2224 Mission Street
San Francisco, CA 94110
In my opinion, one of the most exciting dining trends is chefs cooking serious fine dining in reasonably-priced, casual environments. These chefs are focusing on putting good food on the table – that’s what everyone’s there for; and, because they’re cutting out the expensive decor and extra waitstaff, the prices are very reasonable.
Commonwealth opened in August and immediately became a hot restaurant in San Francisco. SF Chronicle food critic Michael Bauer said about the food: “what lands at the table could have come from the playbook of the four-star Manresa or Coi.” Those were some pretty bold words – and Commonwealth is less than half the cost of either of those two.
So, when I was able to get a reservation for 2 on a (very) stormy evening, my mother and I ventured out to try this cuisine. We opted for the six course tasting menu which is priced at $60, with $10 of each menu going to a rotating charity (Meals on Wheels, in this case).
Instead of bread, Commonwealth serves these potato chips with seaweed.
They were normal potato chips (think Lay’s) with just a little bit of seaweed in them. Unique.
Dungeness Crab, green apple gel, Jerusalem artichoke, tarragon
I would have liked the tender, sweet chunks of crab on their own. Add to it that it was paired with the acidity of the pickled sunchoke (Jerusalem artichoke) and creme fraiche, and had a little bit of herbaceous complement of the tarragon, and this was a nice first course.
salt cured foie gras, umeboshi, seaweed brioche
I really liked this dish. The foie gras was delicious – rich and creamy as a spread to go with this wonderful seaweed brioche. Toasted to a crisp, the subtle sea flavor of the seaweed brioche went together nicely with the foie gras.
kabocha pumpkin, black kale, yuba, broccolini, coconut milk, peanut
This was my mother’s favorite dish. The ingredient list was very unusual; I was wondering how everything would go together. Even though there was no meat in this dish, it had a savory feel to it. The pumpkin and broccolini were cooked to an al dente texture, contrasting the tender, squishy yuba (bean curd). I thought the coconut milk foam was an interesting touch too. The flavors melded pretty well together.
sweetbreads, chestnut veloute, celery, asian pear, truffle cream
I am a fan of sweetbreads, and these were no exception. They were fried, giving them a crispy exterior and a soft, rich interior. The celery added a little bit of crunch, while the chestnut veloute added a little bit of richness and sweetness.

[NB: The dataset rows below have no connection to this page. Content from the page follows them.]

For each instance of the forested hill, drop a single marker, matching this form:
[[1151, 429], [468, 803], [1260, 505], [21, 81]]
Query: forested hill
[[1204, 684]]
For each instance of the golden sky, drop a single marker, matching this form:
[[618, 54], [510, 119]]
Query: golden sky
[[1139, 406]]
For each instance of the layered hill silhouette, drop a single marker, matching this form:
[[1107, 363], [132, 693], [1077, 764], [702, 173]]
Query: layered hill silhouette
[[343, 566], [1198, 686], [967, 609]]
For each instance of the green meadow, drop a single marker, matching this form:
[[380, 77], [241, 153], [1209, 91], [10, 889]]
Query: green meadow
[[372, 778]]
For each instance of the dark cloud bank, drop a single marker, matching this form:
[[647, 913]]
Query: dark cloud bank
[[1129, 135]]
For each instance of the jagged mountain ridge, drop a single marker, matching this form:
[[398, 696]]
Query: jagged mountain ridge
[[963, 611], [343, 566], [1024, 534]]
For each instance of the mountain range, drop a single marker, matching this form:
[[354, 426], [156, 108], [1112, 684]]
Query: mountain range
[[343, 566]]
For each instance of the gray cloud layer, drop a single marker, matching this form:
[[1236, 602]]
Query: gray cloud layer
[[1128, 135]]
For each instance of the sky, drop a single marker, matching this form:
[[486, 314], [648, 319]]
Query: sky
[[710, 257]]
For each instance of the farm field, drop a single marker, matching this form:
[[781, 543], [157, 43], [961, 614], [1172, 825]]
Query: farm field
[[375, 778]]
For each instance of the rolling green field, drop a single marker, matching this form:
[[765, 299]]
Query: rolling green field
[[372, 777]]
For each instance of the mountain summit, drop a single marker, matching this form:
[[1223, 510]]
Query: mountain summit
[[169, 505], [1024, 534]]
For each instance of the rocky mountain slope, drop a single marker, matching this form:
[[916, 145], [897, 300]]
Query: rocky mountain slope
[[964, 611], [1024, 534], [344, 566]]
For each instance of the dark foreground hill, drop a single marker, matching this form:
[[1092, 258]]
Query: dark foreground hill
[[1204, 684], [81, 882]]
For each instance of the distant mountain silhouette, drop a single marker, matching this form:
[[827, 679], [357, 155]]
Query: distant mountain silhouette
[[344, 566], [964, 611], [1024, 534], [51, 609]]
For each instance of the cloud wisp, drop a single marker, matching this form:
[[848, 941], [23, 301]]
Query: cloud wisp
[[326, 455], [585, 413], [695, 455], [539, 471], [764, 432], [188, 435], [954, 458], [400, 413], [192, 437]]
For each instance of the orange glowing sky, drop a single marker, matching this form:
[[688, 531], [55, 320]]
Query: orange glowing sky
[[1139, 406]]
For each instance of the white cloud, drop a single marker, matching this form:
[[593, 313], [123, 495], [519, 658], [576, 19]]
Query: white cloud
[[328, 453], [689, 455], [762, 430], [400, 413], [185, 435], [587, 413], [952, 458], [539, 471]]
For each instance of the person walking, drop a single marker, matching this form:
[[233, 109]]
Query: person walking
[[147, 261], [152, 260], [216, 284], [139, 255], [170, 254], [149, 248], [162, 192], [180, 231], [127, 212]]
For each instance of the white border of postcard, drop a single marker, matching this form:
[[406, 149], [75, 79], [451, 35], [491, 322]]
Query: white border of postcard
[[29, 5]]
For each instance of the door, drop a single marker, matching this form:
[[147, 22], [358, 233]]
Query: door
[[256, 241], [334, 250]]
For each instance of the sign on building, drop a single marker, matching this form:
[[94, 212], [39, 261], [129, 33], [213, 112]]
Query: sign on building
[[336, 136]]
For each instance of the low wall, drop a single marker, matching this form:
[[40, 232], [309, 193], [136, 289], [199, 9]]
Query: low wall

quince-rooibos sorbet, vanilla soda
This was a bit of a palate cleanser. The quince flavor was definitely front and center, and the sorbet had a nice richness to it as well.
cinnamon mille-feuille, cardamom marshmallow, burnt honey ice cream
Lastly, we had a deconstructed mille-feuille. The layers consisted of, from left to right, cinnamon cookie, chocolate ganache, cinnamon cookie and caramelized cardamom marshmallow. I thought this was a pretty cool presentation and delicious too. Putting them together was kind of like a s’more, and the burnt honey ice cream was a nice accompaniment.
I was impressed with this meal; I think it was the strongest of my week-long San Francisco stay. The menu was fun, inventive and executed well. Chef Jason Fox successfully melded together flavors that aren’t commonly seen on the same plate. The fact that he can put a menu like this together for $60 ($10 goes to charity), with a la carte dishes all being $15 and under – it’s no wonder this has been such a popular spot in the city.